Posted by Sabina Manea on October 03, 2011
Emissions Trading, EU / 1 Comment

Who will regulate? (Source: Sébastien Bertrand)

The EU ETS remains high on the UK Parliament agenda following a recent submission by Barclays Capital calling for an independent and separate regulator for the regime. The submission provides a much needed focus on some of the key peculiarities of the EU ETS which have been known to cause tension in the emissions market. In particular, the wide ambit of the EU ETS, open as it is to anyone who wishes to trade in emissions allowances (EUAs), is a potential cause for concern due to the inherent risks of market manipulation.

Who regulates?

The body currently in charge of managing the EU ETS is the European Commission, specifically the Directorate-General for Climate Action (DG CLIMA). Besides being responsible for developing and implementing climate change policy at the EU and international levels, DG CLIMA has the added task of supervising the workings of the EU emissions market.

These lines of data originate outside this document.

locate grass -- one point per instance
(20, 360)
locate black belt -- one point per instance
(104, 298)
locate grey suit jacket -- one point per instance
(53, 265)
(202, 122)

What is somewhat surprising is the lack of express involvement of another Commission department that would logically have the requisite expertise in this area, namely DG Internal Market. After all, the bulk of the emissions market is made up not of spot trading, but rather of derivatives (specifically forwards) trading based on the EUAs as underlying assets, as this helps participants hedge against possible price volatility. The flexibility and openness of the emissions market has attracted large swathes of financial entities that trade in EUAs and EUA-based instruments for speculatory reasons rather than for compliance with the EU ETS.

The EU ETS – beyond environmental protection

The creation of such extensive emissions trading has taken the EU ETS from the purely environmental and regulatory sphere which it was initially intended to inhabit and placed it firmly in the realm of the financial markets. However, unlike other financial markets, the emissions market is not fully regulated as it is open to entities which are neither under EU ETS compliance obligations nor regulated as financial firms, notably under the Markets in Financial Instruments Directive (MiFID).

The risk of the Commission losing its grip over emissions trading has materialised on a number of occasions, with instances of VAT fraud and theft of EUAs from Member States’ national registries crippling the market. This is particularly damaging to investor confidence as it seriously undermines the credibility of emissions trading.

A sui generis regime?

This level of trouble has not been seen on any other commodities markets, and may suggest that emissions trading is in a class of its own and may require special treatment. The Barclays Capital submission suggests that participation in the market should be restricted to EU ETS and MiFID regulated firms, and that a separate regulator should be appointed that is independent of policymaking bodies. The latter measure would ensure that no public policy-based intervention would occur in respect of emissions prices. This point is particularly interesting given recent UK proposals to introduce a carbon price floor (see earlier Climatico post).

A special regulator in charge of the EU ETS would dilute DG CLIMA’s control over emissions trading as a tool of environmental protection as this goal would presumably have to be balanced against the merits of developing and maintaining a viable market in emissions in its own right. This may be a healthy outcome as it could enable the new regulator to harness the expertise of the EU financial regulation regime while bearing in mind that the EU ETS is a creature of public policy, and as such should pursue the environmental goal of emissions reductions. Whether the EU Commission has the resources or willingness to fashion this hybrid regulatory regime is of course another question.